Servi par d’excellents comédiens et par un sens indéniable de la comédie, le film du cinéaste belge François Pirot séduit et se regarde avec plaisir. Il y a de la fantaisie, un sens de l’image mais on regrettera l’absence d’un petit grain de folie, d’une ampleur qui aurait pousser le film plus loin.
Alors que sa famille et son métier le mettent sous pression, Mathieu, sur un coup de tête, s’enfonce dans la forêt devant chez lui. Et y reste. Face à cette démonstration de liberté, ses proches s’interrogent. Sur lui, sur eux-mêmes, sur le sens de leur vie. Et s’il avait raison ?
François Pirot filme des personnages au bout du rouleau, qui n’avancent plus, qui n’en peuvent plus. L’un subit une pression professionnelle qu’il ne supporte plus. Sa femme Catherine a l’impression d’être coincée dans un mariage auquel elle voudrait mettre un terme. Son voisin Stéphane trouve que sa vie ronronne. Son patron n’en peut plus de ses difficultés d’entrepreneur. Son père voudrait mourir. Mathieu envoie tout valser et cela semble être l’élément déclencheur qui poussera son entourage à faire ce qu’ils n’ont jamais osé faire. Tout arrêter pour leur équilibre.

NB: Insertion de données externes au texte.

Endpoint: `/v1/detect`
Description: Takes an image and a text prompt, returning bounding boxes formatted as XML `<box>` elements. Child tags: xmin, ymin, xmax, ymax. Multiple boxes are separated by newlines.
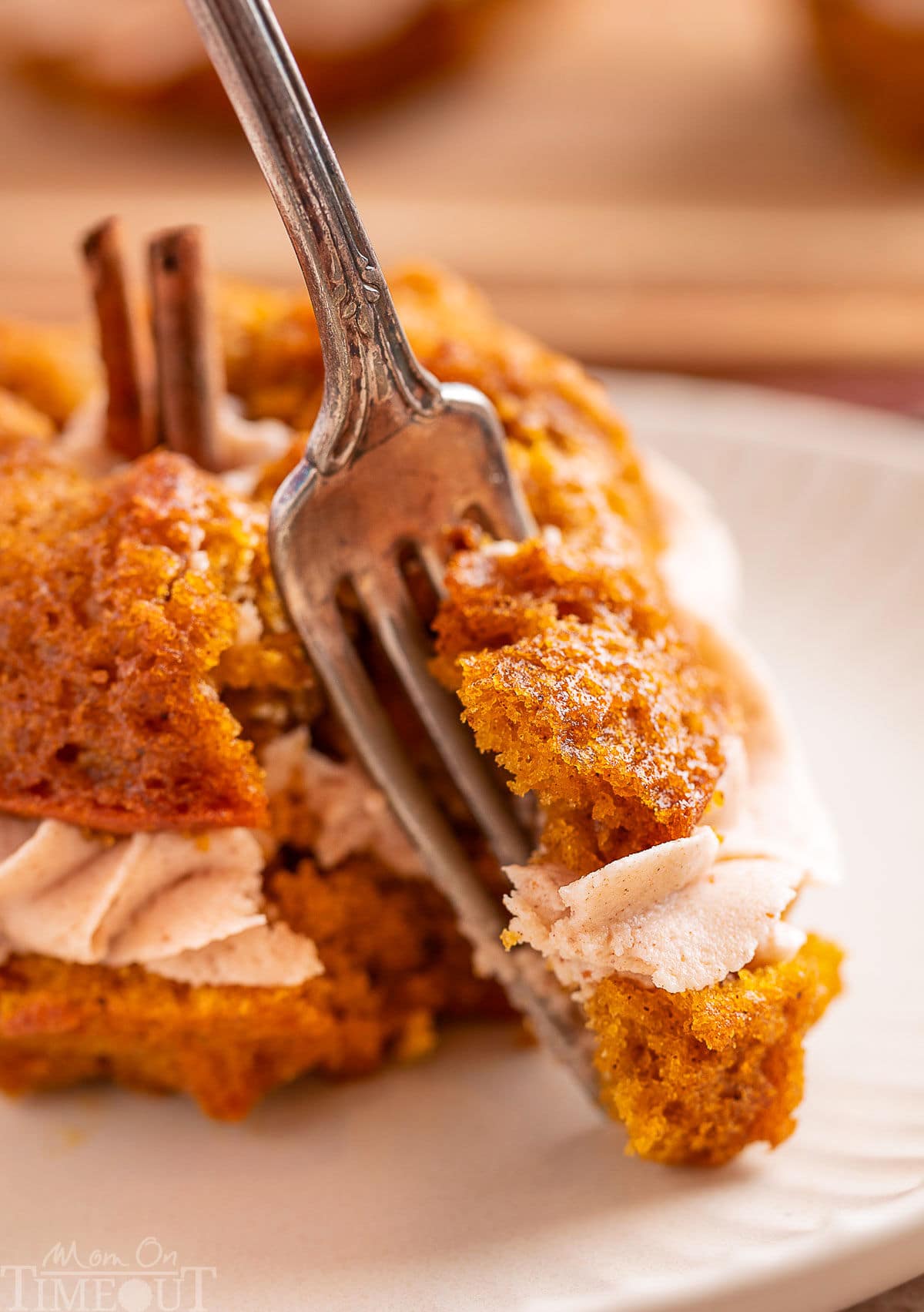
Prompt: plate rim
<box><xmin>592</xmin><ymin>369</ymin><xmax>924</xmax><ymax>474</ymax></box>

En 2014, dans son film 'Bird People', la cinéaste Pascale Ferran montrait un cadre américain qui mettait un terme à sa vie conjugale et professionnelle pour repartir à zéro, par suite de trop fortes. pressions Neuf années plus tard, François Pirot en propose une version plus comique, décalée. Car les personnages sont tous petits, au sens de simples mais ont d’immenses rêves. Ils n’ont pas tellement les moyens de leurs aspirations. Ainsi, l’épouse se laisse tenter par une nouvelle idylle mais s’emballe trop vite. Stéphane rêve de partir sur les routes mais se heurte à la faisabilité de l’initiative. Mathieu comprend tardivement les limites de son choix de vie dans la nature. Ils devront redescendre sur Terre, ne pouvant faire autrement mais au moins auront rêvé d’autre chose.

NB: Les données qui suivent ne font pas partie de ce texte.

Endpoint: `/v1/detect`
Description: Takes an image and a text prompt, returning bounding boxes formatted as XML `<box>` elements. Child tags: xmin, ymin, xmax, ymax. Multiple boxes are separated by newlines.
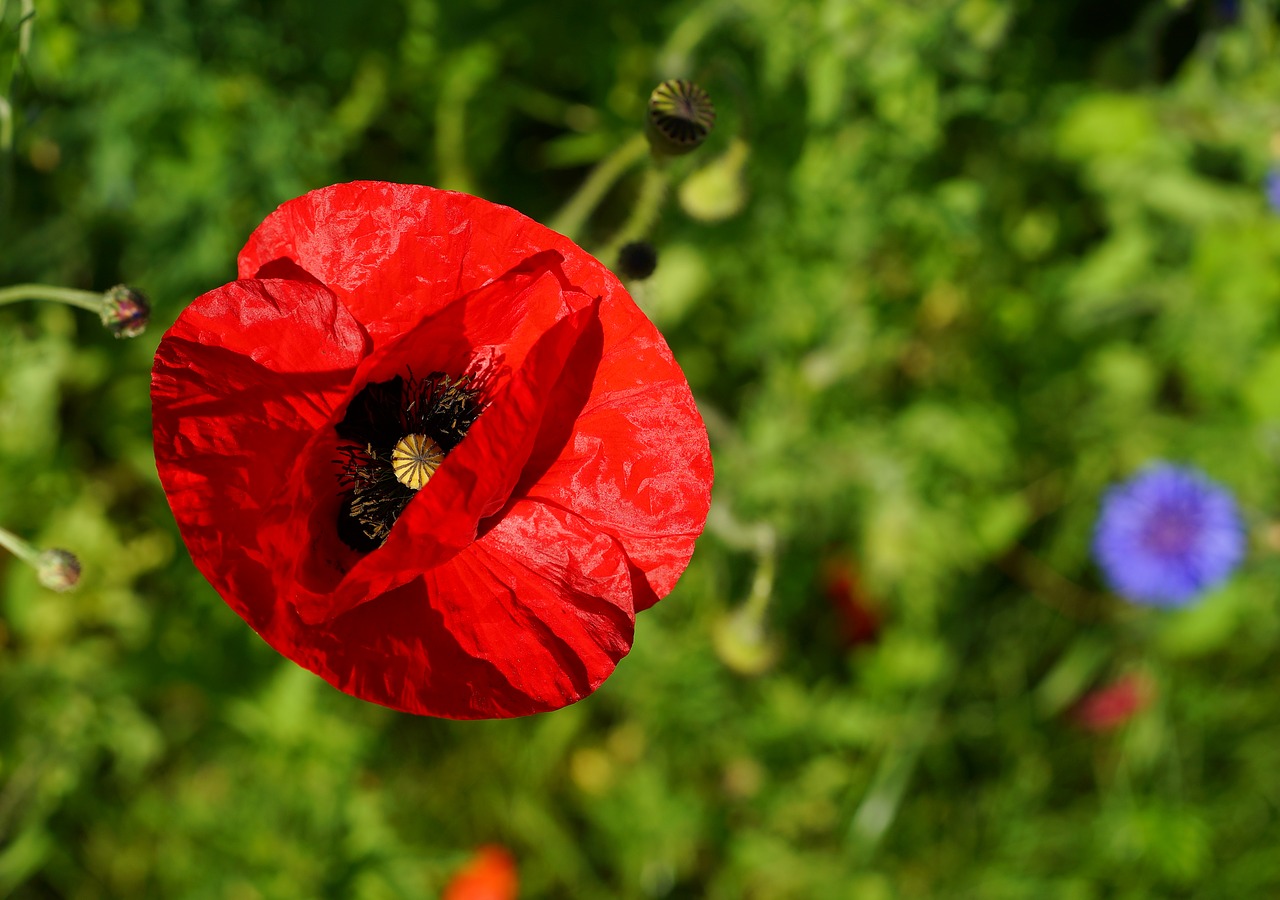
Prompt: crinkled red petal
<box><xmin>239</xmin><ymin>182</ymin><xmax>713</xmax><ymax>609</ymax></box>
<box><xmin>152</xmin><ymin>183</ymin><xmax>712</xmax><ymax>718</ymax></box>
<box><xmin>271</xmin><ymin>255</ymin><xmax>600</xmax><ymax>623</ymax></box>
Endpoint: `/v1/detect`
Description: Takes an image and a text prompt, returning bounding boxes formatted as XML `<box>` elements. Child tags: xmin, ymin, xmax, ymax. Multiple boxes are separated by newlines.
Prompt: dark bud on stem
<box><xmin>101</xmin><ymin>284</ymin><xmax>151</xmax><ymax>338</ymax></box>
<box><xmin>618</xmin><ymin>241</ymin><xmax>658</xmax><ymax>282</ymax></box>
<box><xmin>645</xmin><ymin>79</ymin><xmax>716</xmax><ymax>156</ymax></box>
<box><xmin>36</xmin><ymin>549</ymin><xmax>79</xmax><ymax>591</ymax></box>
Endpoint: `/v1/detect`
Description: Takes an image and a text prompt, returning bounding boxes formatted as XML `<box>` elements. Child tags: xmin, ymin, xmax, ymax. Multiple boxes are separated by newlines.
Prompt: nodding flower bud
<box><xmin>101</xmin><ymin>284</ymin><xmax>151</xmax><ymax>338</ymax></box>
<box><xmin>618</xmin><ymin>241</ymin><xmax>658</xmax><ymax>282</ymax></box>
<box><xmin>645</xmin><ymin>79</ymin><xmax>716</xmax><ymax>156</ymax></box>
<box><xmin>36</xmin><ymin>549</ymin><xmax>79</xmax><ymax>591</ymax></box>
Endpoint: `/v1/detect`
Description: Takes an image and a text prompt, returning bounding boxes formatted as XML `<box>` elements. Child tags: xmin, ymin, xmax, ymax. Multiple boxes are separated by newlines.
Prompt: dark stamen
<box><xmin>335</xmin><ymin>373</ymin><xmax>483</xmax><ymax>553</ymax></box>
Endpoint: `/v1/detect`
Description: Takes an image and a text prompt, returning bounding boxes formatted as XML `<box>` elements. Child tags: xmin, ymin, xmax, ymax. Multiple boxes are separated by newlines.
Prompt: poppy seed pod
<box><xmin>618</xmin><ymin>241</ymin><xmax>658</xmax><ymax>282</ymax></box>
<box><xmin>36</xmin><ymin>548</ymin><xmax>81</xmax><ymax>591</ymax></box>
<box><xmin>99</xmin><ymin>284</ymin><xmax>151</xmax><ymax>338</ymax></box>
<box><xmin>645</xmin><ymin>78</ymin><xmax>716</xmax><ymax>156</ymax></box>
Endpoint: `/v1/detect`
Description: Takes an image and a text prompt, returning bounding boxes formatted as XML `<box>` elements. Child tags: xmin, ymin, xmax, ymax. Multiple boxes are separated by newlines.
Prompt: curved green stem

François Pirot fait preuve d’un certain sens de l’image. La photographie est assez belle. Mais surtout il a un vrai sens visuel. Il y a de jolies trouvailles. Comme ce plan large de la pelouse, où l’on découvre que Mathieu a littéralement tourné en rond sur sa tondeuse. Sinon utiliser un petit véhicule sans permis est une idée visuelle efficace. Son bleu kitsch contraste avec la rigidité du personnage. Cette voiture n’en impose pas, comme son conducteur et permet de caractérise ce personnage qui, à l’instar de son automobile, n’avance pas aussi vite que le monde autour de lui.
Le film doit énormément à ses comédiens. Jérémie Renier, qui est un acteur belge que je n’ai jamais vraiment aimé, est ici très bien. Son expressivité exprimant bien le ras-le-bol de son personnage. Suzanne Clément a un vrai talent comique. Il faut voir comment elle dit à sa fille en parlant de son futur ex-mari : « il est dans la forêt ». Elle a un vrai sens du burlesque. Avec son corp longiligne et sa voix de stentor, il est en perpétuel décalage. Quant à Jackie Berroyer et Jean-Luc Bidault, ils sont absolument parfaits.
Pourtant, on reste un peu sur sa faim. Tout est bien, mais rien n’est vraiment très bien. L’ensemble manque un peu d’ambition, de démesure. On a parfois envie que le film se déride un peu. François Pirot n’a pas le grain de folie d’un Pierre Salvadori, par exemple. La fin, où tout semble rentrer dans l’ordre, en est assez symptomatique.
Le film pourrait être moins anecdotique. C’est le reproche qu’on peut lui faire. Car sinon, l’idée derrière le scénario marche. Les acteurs absolument excellents font que l’on passe un bon moment devant cette comédie plaisante, sympathique mais pas plus que ça.